Now my question is what do I do? I have no idea how they got into the car. I never leave the doors open and the trunk stays closed so the only thing I can think is through the engine bay somehow past the firewall. I haven't ever seen the mouse or mice but clearly they are there. I plan on uploading pictures later but this is really ticking me off and freaking me out a little. I just don't think if I see a mouse scurry by my feet while I am driving I will be able to react calmly.
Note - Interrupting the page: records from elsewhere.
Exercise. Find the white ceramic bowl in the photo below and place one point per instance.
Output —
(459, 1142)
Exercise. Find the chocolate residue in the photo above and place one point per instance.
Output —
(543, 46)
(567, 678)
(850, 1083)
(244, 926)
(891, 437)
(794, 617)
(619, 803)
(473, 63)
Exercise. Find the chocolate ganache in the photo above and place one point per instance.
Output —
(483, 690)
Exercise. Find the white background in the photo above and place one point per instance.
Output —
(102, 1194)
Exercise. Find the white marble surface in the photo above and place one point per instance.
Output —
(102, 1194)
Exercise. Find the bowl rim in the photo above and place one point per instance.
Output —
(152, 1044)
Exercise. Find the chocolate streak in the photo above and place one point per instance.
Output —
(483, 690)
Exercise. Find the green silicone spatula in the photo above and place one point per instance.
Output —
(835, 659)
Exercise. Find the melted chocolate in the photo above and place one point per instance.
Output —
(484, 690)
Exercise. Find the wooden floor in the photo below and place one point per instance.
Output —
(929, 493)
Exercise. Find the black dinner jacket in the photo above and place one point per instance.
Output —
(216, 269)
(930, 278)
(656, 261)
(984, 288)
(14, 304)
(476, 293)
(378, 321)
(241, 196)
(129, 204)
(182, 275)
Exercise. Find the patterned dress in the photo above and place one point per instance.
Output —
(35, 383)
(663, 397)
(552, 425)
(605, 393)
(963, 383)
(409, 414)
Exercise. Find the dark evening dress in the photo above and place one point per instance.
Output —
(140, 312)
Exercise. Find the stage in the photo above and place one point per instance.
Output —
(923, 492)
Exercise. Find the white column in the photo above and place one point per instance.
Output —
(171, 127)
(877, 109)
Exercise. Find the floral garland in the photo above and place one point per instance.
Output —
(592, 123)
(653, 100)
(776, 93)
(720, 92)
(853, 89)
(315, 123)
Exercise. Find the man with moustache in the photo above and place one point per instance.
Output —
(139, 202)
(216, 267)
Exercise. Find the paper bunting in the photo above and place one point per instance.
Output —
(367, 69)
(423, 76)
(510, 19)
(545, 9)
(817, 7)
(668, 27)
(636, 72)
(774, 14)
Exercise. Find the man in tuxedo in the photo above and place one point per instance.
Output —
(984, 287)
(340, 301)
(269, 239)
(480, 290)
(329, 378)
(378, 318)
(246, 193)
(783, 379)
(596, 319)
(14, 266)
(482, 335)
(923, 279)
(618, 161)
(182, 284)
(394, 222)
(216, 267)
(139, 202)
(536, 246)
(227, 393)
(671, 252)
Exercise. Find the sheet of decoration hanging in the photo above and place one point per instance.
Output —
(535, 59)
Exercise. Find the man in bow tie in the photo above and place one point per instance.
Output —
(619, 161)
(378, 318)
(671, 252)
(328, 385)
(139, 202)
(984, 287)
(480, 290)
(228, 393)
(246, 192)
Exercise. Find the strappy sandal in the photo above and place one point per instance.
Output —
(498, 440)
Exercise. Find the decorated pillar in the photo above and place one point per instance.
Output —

I am going to ask my insurance if they would cover damage by a mouse but I am just not sure. Sorry for the long post but I need help and advice if anyone has dealt with this I would appreciate how you fixed it. 

Thanks!


----------



## arsmitty86 (Feb 26, 2013)

gtswimmer101 said:


> So today has started off in an interesting twist. I will start with the backstory. About a month ago I found acorn shells underneath the hood by the battery bay where the open space is. Also around the transmission (I have a 2012 US Cruze 2LT Auto). Nothing was there anymore so I brushed them out and didn't think about it much after. I had checked under the hood a few times after that but I drive my car everyday and it gets up to operating temperature every time. Then a couple of weeks ago near the pedals there was some white plastic shavings on the carpet up near the where the steering column goes through to the fire wall. I didn't see how anything could rub it off where it was but didn't see anything else so I just again brushed it away and nothing appeared again. So this morning when I open my door I see the shavings but there is more than before and I also see some black plastic on the carpet that looks chewed as well as what I believe is mouse turds (Yes I know disgusting). I don't see anything around the pedals or above so I go to look under the drivers seat. Under the seat there are wires coming up from the floor out of a cut out opening. The opening is actually a little door that you can lift up that is made out of foam insulation. Well right under the seat there was foam insulation pieces right around there. I life up the door and nothing is in the little area where the wires are except for more foam pieces. I go lift up the hood and there are more mouse turds by the battery holder and on the transmission. I go to the passengers seat and look under it and the same thing there is a wire or a group of wires coming out of the floor with the same door. But underneath the door there is a lot more foam pieces. Looked like a nest but there was nothing in there. Now from what I saw there were no wires chewed through thank God but that doesn't mean they haven't done damage.
> 
> Now my question is what do I do? I have no idea how they got into the car. I never leave the doors open and the trunk stays closed so the only thing I can think is through the engine bay somehow past the firewall. I haven't ever seen the mouse or mice but clearly they are there. I plan on uploading pictures later but this is really ticking me off and freaking me out a little. I just don't think if I see a mouse scurry by my feet while I am driving I will be able to react calmly.
> 
> ...


D-Con or Traps. If you can do it put some mouse traps with peanut butter where you've seen the turds. Peanut butter is far more tasty then the wiring. If that doesn't work then use DCON but the problem with the D-CON is that you have to find the dead mouse after he eats it.


----------



## gtswimmer101 (Mar 4, 2012)

I definitely don't want a dead mouse somewhere I can't find it in the car. lol So I will start with the traps with peanut butter. Which kind of traps? The spring loaded or glue?


----------



## arsmitty86 (Feb 26, 2013)

gtswimmer101 said:


> I definitely don't want a dead mouse somewhere I can't find it in the car. lol So I will start with the traps with peanut butter. Which kind of traps? The spring loaded or glue?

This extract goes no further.